Great Scot (regardless of the critics): Why I’m Into Brave

Published on July 11th, 2012 in: Critics/Criticism, Feminism, Media, Movies, Over the Gadfly's Nest, The Internets |

By Maureen

brave print
Brave silkscreen print from Dark Ink
Comic-Con 2012 Exclusive

Here’s what I know: I saw Brave on its opening night and enjoyed the hell out of it. My boyfriend and I were in a theater full to the max with a good mix of children and their parents and groups of people both our age (27 and 29, respectively) and teenagers. We had a great time. Everyone was a-buzz leaving the theater, both about the film and about other Disney/Pixar endeavors.

Here’s what I don’t know: why everyone on the Internet suddenly seems to have issues with this adorable film.

When I first learned last summer that Pixar was working on a film with a female protagonist (a first for the studio), I was psyched. When I heard later it was going to be set in Scotland, my excitement grew. When I saw the first image of Merida’s orange-red curls and learned she was voiced by Kelly MacDonald, I was officially stoked. I thought the animation was gorgeous (especially the attention paid to Merida’s hair—it’s beyond time for us curly-haired ladies to be given our due diligence in the media—but that’s a rant for another article) and the story was interesting and heartwarming.

It’s on this latter point where I seem to disagree with the Internet at large. Granted, I’m not a professional critic or reviewer, but I just do not understand the backlash and negativity that this delightful summer film has been receiving. There seem to be two major arguments I’m encountering as I peruse blogs and magazines (remember those?!). One is regarding the “unoriginality: of Merida being a princess, and one is about the film’s comparative value to its predecessors.

Regarding the plot’s unoriginality, let’s get the obvious out of the way first: This is a movie primarily marketed towards children. I’m not sure what people making this criticism were expecting, but I thought the plot was child-friendly without resorting to pop-culture gags and slapstick humor (looking at you, Madagascar 3).

As far as the criticism denouncing Disney/Pixar for making Merida a princess, it assumes that it was only done so that merchandise can be marketed in the “Princess Collection.” In the setting of the story, Merida’s status makes sense. The movie takes place in ancient Scotland, a feudal kingdom where clans and highland tribes made their own societies. Where she differs from the other princesses marketed by Disney is that she rejects this route and the trappings it comes with. Merida wants to roam freely, practicing her archery skills and riding her horse through possibly enchanted forests. In my humble opinion, this makes her a different type of princess from the likes of Cinderella, Snow White, Sleeping Beauty ,and the others who are brought into a royalty lifestyle via marriage.
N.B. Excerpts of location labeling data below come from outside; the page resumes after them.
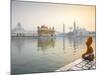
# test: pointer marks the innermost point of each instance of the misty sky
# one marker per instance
(32, 14)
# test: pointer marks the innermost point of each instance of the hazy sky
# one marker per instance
(32, 14)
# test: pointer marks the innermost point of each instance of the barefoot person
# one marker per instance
(88, 55)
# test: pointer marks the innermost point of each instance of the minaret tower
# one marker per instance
(63, 28)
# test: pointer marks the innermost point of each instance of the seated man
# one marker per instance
(88, 55)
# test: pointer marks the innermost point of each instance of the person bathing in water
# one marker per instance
(88, 55)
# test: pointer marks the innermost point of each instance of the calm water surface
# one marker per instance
(32, 54)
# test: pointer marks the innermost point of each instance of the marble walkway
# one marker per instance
(79, 64)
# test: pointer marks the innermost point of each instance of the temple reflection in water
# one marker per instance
(46, 42)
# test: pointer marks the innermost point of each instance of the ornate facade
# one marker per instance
(45, 31)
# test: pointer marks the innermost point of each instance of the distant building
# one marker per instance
(77, 31)
(45, 31)
(18, 30)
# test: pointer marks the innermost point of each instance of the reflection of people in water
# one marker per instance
(88, 55)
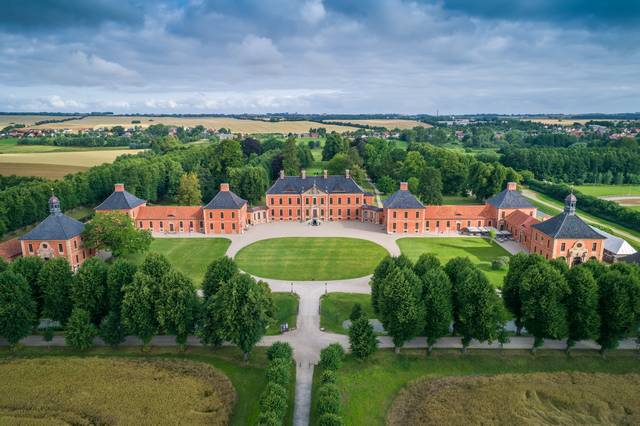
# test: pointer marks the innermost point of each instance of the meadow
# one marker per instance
(370, 387)
(480, 251)
(310, 259)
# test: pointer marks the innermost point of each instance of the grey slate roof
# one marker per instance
(569, 226)
(510, 199)
(120, 200)
(226, 200)
(56, 226)
(332, 184)
(402, 199)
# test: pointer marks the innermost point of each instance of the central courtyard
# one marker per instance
(310, 258)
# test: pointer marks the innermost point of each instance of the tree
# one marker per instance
(437, 298)
(247, 309)
(401, 312)
(518, 264)
(117, 233)
(219, 272)
(188, 193)
(55, 280)
(176, 309)
(138, 307)
(17, 308)
(80, 331)
(542, 293)
(29, 267)
(582, 306)
(362, 339)
(618, 306)
(89, 289)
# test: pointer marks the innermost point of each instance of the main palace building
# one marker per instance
(316, 199)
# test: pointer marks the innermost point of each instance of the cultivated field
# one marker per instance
(542, 398)
(310, 259)
(54, 165)
(389, 124)
(234, 124)
(70, 390)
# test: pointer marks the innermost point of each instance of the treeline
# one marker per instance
(551, 301)
(150, 176)
(604, 209)
(117, 299)
(577, 164)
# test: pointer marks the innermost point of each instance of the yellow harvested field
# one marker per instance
(54, 165)
(528, 399)
(389, 124)
(558, 122)
(234, 124)
(27, 120)
(109, 391)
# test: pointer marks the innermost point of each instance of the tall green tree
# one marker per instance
(247, 309)
(188, 193)
(17, 308)
(582, 306)
(55, 280)
(117, 233)
(543, 292)
(518, 264)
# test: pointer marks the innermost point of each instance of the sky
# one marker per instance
(320, 56)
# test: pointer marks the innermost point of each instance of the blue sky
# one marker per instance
(225, 56)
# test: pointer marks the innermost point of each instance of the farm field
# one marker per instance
(310, 259)
(335, 308)
(54, 165)
(389, 124)
(479, 250)
(550, 398)
(90, 390)
(234, 124)
(191, 256)
(369, 388)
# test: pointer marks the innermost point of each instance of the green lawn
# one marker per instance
(480, 250)
(608, 190)
(248, 379)
(310, 259)
(336, 307)
(191, 256)
(368, 388)
(286, 311)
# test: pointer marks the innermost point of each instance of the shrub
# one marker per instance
(328, 399)
(274, 398)
(279, 350)
(330, 419)
(331, 357)
(279, 371)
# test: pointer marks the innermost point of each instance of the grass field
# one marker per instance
(234, 124)
(389, 124)
(310, 259)
(547, 398)
(286, 311)
(479, 250)
(91, 390)
(191, 256)
(369, 388)
(335, 308)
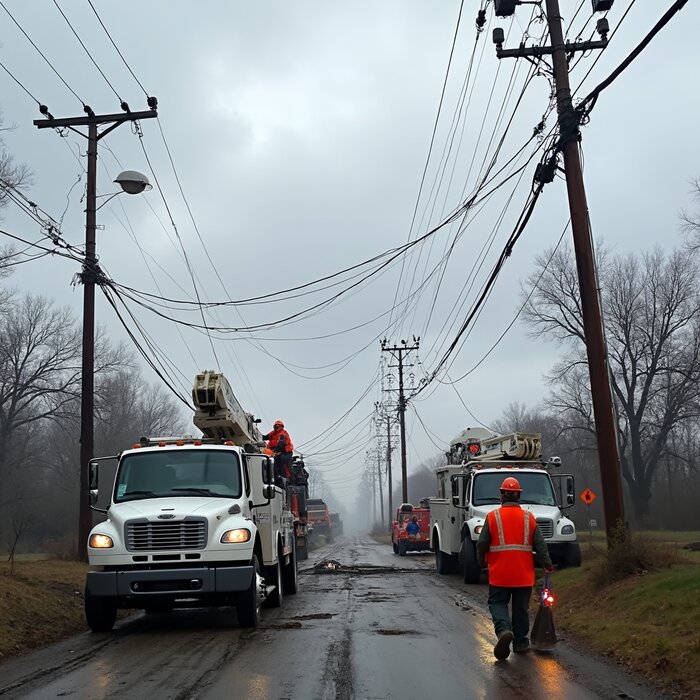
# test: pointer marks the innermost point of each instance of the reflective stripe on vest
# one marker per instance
(525, 547)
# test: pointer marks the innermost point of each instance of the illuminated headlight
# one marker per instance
(101, 541)
(235, 536)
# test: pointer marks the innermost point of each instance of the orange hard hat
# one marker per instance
(510, 484)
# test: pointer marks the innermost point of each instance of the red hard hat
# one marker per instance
(510, 484)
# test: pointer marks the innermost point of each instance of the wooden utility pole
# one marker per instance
(398, 352)
(89, 276)
(570, 136)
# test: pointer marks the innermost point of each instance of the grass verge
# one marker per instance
(42, 602)
(648, 621)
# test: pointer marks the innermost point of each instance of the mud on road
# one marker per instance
(365, 624)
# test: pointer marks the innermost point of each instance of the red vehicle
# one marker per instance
(319, 518)
(401, 541)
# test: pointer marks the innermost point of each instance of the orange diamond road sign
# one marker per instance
(588, 497)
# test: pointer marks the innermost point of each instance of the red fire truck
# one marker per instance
(401, 540)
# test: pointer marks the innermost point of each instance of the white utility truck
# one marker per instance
(193, 522)
(469, 487)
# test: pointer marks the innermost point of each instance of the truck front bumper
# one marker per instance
(173, 582)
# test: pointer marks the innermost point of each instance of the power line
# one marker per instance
(41, 53)
(63, 14)
(109, 36)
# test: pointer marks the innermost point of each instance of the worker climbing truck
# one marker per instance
(469, 487)
(193, 522)
(401, 541)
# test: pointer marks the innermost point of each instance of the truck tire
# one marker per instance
(290, 573)
(274, 577)
(445, 563)
(248, 601)
(100, 613)
(572, 555)
(471, 571)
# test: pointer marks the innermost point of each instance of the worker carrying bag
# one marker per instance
(543, 635)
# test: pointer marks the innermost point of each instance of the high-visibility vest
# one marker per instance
(275, 438)
(509, 557)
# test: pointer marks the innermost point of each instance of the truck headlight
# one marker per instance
(101, 541)
(240, 534)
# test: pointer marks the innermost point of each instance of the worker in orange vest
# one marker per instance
(279, 444)
(505, 544)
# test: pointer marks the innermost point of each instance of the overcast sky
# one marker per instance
(300, 132)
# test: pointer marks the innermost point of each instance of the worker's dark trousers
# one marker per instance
(499, 598)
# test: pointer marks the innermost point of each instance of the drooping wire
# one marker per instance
(85, 48)
(41, 53)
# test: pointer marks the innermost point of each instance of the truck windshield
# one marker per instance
(536, 486)
(199, 472)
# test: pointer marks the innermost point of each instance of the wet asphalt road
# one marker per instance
(388, 628)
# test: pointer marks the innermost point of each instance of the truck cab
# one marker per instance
(467, 492)
(191, 522)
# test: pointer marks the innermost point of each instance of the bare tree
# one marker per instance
(651, 306)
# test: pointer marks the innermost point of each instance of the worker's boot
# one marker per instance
(502, 649)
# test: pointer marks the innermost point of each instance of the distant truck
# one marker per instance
(401, 541)
(468, 489)
(319, 518)
(337, 524)
(193, 522)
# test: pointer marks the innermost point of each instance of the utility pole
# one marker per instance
(388, 466)
(379, 479)
(89, 276)
(398, 352)
(570, 136)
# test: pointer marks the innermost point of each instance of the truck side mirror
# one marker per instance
(268, 475)
(455, 493)
(92, 475)
(570, 491)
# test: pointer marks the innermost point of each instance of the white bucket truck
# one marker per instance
(469, 487)
(193, 522)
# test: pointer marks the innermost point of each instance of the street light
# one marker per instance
(133, 182)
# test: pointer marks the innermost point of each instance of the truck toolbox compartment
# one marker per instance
(142, 583)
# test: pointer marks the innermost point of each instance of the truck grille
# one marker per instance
(546, 528)
(142, 535)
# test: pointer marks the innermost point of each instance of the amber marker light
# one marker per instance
(236, 536)
(101, 542)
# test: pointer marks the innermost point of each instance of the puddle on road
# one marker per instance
(396, 633)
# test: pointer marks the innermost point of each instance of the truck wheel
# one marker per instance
(572, 555)
(274, 577)
(100, 613)
(444, 563)
(471, 570)
(248, 601)
(290, 574)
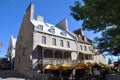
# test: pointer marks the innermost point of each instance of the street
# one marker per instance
(12, 75)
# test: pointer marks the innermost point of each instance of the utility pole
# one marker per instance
(0, 45)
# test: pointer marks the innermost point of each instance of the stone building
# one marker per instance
(11, 51)
(40, 43)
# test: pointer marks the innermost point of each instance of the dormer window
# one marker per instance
(52, 29)
(64, 33)
(40, 27)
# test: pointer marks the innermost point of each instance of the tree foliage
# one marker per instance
(104, 16)
(109, 61)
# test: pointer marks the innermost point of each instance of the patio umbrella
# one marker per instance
(54, 67)
(101, 64)
(80, 65)
(89, 65)
(47, 67)
(65, 65)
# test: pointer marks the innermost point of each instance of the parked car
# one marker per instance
(4, 64)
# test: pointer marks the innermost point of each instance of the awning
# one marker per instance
(65, 65)
(47, 67)
(57, 48)
(80, 65)
(86, 52)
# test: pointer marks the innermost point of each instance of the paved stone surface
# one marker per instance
(12, 75)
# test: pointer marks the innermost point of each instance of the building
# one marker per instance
(40, 43)
(86, 49)
(11, 51)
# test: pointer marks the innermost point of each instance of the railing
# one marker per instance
(55, 61)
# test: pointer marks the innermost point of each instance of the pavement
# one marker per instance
(12, 75)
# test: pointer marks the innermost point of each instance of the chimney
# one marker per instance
(30, 11)
(40, 18)
(63, 24)
(81, 32)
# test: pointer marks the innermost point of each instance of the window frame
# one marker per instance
(68, 44)
(54, 41)
(43, 39)
(61, 43)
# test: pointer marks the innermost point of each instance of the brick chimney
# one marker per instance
(30, 11)
(63, 24)
(40, 18)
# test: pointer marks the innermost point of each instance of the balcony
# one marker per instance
(46, 61)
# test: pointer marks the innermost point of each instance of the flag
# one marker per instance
(0, 44)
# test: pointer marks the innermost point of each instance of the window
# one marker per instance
(89, 48)
(52, 29)
(40, 27)
(43, 40)
(61, 43)
(85, 48)
(81, 47)
(64, 33)
(23, 51)
(68, 44)
(54, 41)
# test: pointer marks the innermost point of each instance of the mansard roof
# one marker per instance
(58, 29)
(81, 37)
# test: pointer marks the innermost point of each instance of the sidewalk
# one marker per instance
(12, 75)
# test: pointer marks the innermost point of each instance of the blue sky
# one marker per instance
(12, 12)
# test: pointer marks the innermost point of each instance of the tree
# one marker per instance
(104, 16)
(109, 61)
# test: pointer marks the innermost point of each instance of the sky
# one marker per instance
(53, 11)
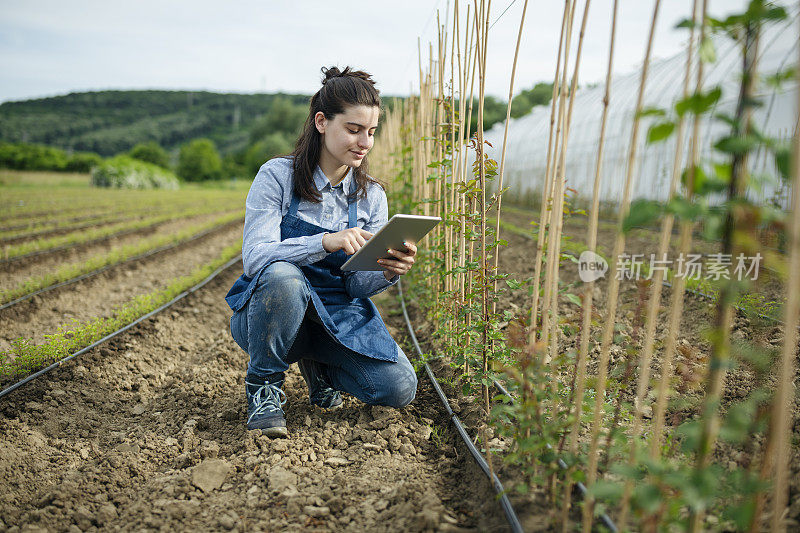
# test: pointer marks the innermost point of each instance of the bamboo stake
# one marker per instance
(449, 248)
(557, 191)
(721, 345)
(783, 401)
(505, 141)
(679, 285)
(558, 211)
(613, 290)
(470, 199)
(656, 284)
(591, 239)
(546, 184)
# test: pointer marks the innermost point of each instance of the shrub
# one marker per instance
(151, 152)
(125, 172)
(83, 162)
(32, 157)
(199, 161)
(273, 145)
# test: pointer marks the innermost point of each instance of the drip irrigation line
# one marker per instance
(107, 267)
(511, 516)
(82, 351)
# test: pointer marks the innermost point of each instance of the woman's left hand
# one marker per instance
(402, 262)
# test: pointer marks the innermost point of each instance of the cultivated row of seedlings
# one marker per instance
(206, 211)
(607, 417)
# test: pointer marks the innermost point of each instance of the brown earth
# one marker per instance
(517, 260)
(99, 295)
(147, 433)
(15, 272)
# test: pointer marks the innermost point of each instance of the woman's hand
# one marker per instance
(350, 240)
(402, 262)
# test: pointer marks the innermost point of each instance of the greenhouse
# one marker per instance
(526, 151)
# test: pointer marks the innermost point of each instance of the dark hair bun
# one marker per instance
(334, 72)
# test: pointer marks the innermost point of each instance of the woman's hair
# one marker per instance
(340, 89)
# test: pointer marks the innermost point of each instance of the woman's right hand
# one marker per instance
(350, 240)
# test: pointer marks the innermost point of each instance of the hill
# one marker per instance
(110, 122)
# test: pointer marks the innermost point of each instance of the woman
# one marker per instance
(305, 213)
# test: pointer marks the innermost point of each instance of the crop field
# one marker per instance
(649, 358)
(618, 355)
(139, 432)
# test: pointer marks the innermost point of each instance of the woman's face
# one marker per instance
(348, 136)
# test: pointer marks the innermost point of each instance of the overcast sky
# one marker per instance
(50, 47)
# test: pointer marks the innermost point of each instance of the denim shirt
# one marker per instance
(268, 201)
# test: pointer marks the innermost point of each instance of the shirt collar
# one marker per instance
(321, 180)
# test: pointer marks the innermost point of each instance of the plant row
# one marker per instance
(114, 257)
(25, 357)
(647, 423)
(80, 237)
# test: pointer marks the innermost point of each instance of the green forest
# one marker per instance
(198, 135)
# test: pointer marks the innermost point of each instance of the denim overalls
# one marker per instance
(276, 326)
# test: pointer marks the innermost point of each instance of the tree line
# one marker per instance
(197, 135)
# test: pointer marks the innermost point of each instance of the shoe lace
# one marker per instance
(326, 394)
(267, 398)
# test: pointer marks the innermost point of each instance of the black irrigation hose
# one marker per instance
(562, 465)
(82, 351)
(512, 517)
(498, 487)
(107, 267)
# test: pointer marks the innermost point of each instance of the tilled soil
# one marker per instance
(99, 295)
(694, 349)
(148, 433)
(15, 271)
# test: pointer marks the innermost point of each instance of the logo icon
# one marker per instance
(591, 266)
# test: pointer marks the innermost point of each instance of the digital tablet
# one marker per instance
(400, 228)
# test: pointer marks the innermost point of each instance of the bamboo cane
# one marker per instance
(656, 285)
(783, 400)
(679, 285)
(546, 182)
(721, 345)
(591, 239)
(613, 290)
(505, 142)
(557, 191)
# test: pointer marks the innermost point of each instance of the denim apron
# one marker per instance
(355, 323)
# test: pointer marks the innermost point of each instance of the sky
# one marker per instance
(50, 47)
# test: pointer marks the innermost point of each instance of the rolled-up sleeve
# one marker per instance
(366, 283)
(262, 244)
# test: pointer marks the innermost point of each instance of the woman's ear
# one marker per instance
(320, 121)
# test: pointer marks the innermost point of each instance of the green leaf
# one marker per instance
(684, 209)
(659, 132)
(642, 213)
(700, 178)
(698, 103)
(737, 145)
(651, 112)
(783, 161)
(513, 284)
(708, 53)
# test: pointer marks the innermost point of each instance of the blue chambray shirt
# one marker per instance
(268, 201)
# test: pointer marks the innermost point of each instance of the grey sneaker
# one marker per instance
(320, 391)
(264, 407)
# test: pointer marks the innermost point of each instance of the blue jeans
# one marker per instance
(278, 327)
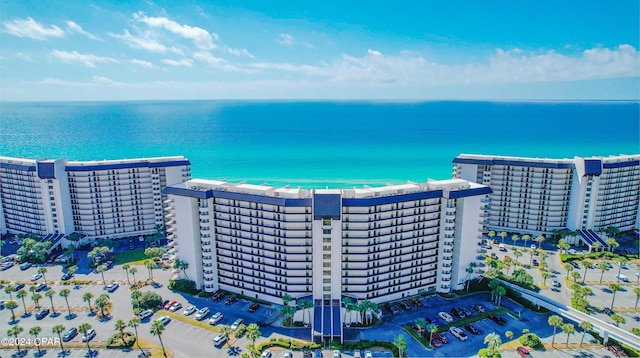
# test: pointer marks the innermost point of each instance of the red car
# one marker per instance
(441, 338)
(168, 305)
(617, 351)
(523, 352)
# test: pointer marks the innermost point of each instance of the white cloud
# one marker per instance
(88, 60)
(286, 39)
(73, 27)
(200, 37)
(103, 80)
(512, 66)
(145, 43)
(142, 63)
(242, 52)
(219, 63)
(184, 62)
(23, 57)
(31, 29)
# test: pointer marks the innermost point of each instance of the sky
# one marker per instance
(399, 50)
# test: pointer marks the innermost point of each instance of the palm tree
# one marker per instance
(156, 329)
(620, 261)
(50, 294)
(58, 329)
(494, 341)
(133, 271)
(517, 253)
(126, 268)
(120, 326)
(134, 323)
(65, 292)
(84, 328)
(15, 331)
(401, 343)
(432, 329)
(602, 267)
(618, 319)
(503, 235)
(515, 239)
(87, 298)
(12, 305)
(103, 302)
(101, 269)
(500, 291)
(575, 275)
(586, 327)
(225, 331)
(587, 265)
(305, 305)
(21, 295)
(35, 331)
(555, 321)
(614, 287)
(545, 275)
(8, 289)
(72, 270)
(568, 329)
(253, 333)
(36, 297)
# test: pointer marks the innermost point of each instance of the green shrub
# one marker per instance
(184, 286)
(115, 341)
(530, 340)
(487, 353)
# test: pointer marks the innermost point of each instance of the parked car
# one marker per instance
(215, 318)
(36, 277)
(446, 317)
(66, 276)
(202, 313)
(497, 319)
(523, 352)
(169, 304)
(617, 351)
(89, 336)
(112, 286)
(164, 320)
(471, 329)
(72, 332)
(235, 324)
(42, 313)
(145, 314)
(221, 340)
(190, 310)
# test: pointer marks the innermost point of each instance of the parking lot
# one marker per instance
(392, 325)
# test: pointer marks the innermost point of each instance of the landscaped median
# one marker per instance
(202, 324)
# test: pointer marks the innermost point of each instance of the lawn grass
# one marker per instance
(130, 257)
(413, 333)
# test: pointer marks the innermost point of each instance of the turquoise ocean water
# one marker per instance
(318, 144)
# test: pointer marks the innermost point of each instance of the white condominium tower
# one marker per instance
(537, 195)
(110, 198)
(323, 245)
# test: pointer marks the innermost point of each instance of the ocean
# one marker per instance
(318, 144)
Sure, Merida’s a princess, but that’s not her fault. Her parents are who they are. The whole premise of the plot (including the tagline) is that she doesn’t like the hand she’s been dealt. She wants to change a fate which she feels she has no control over, one laid out for her simply because she’s a princess. I don’t see why Disney can’t market a badass feminist princess who wants to control her own life and relationships in addition to those that married Prince Charmings. There are all types of women, and that includes princesses!

Regarding the film’s comparative value, Brave is a standalone film. Not a sequel, not a prequel, not a spin-off. Pixar has produced some of the most well-loved movies in recent memory, but I feel that they all deserve to be judged on their own merits.

Maybe Brave won’t be nominated for any awards. Maybe it will. Time will tell. Maybe the critics didn’t personally enjoy it as much as a different Pixar movie or three. That’s fine. Differences of opinion are what makes the world go ‘round. But that doesn’t mean that it’s a worse movie, or a worse made movie.

Personal enjoyment is not synonymous with quality film making. Just because you personally though Wall-E was more “meaningful” or provided a social commentary you think society needed to hear doesn’t mean that the rest of us didn’t enjoy it. Maybe it wasn’t my favorite Disney film, or even my favorite Pixar film. But that doesn’t mean I didn’t have a great time watching Brave and wishing that more child-friendly films would feature curly-haired feminist protagonists.

After all, when Angelina Jolie complained that her Ethiopian daughter didn’t relate to any of the traditional Disney princesses, we got The Princess and the Frog. Everyone deserves their moment to look up at the screen and see someone they’d want to be.

2 Responses to “Great Scot (regardless of the critics): Why I’m Into Brave


  1. Heather Arndt Anderson:
    July 12th, 2012 at 3:01 pm

    One point I think you forgot is that Miyazaki has had the market cornered on awesome animation with female protagonists for about thirty years. Now that Disney is their American face, maybe this will start trickling into the rest of Disney’s ethos.

  2. Maureen:
    July 13th, 2012 at 12:57 pm

    I hope you’re right! I have never seen a Miyazaki movie and don’t really follow anime, so that’s why I didn’t include any mentions of his work in the piece.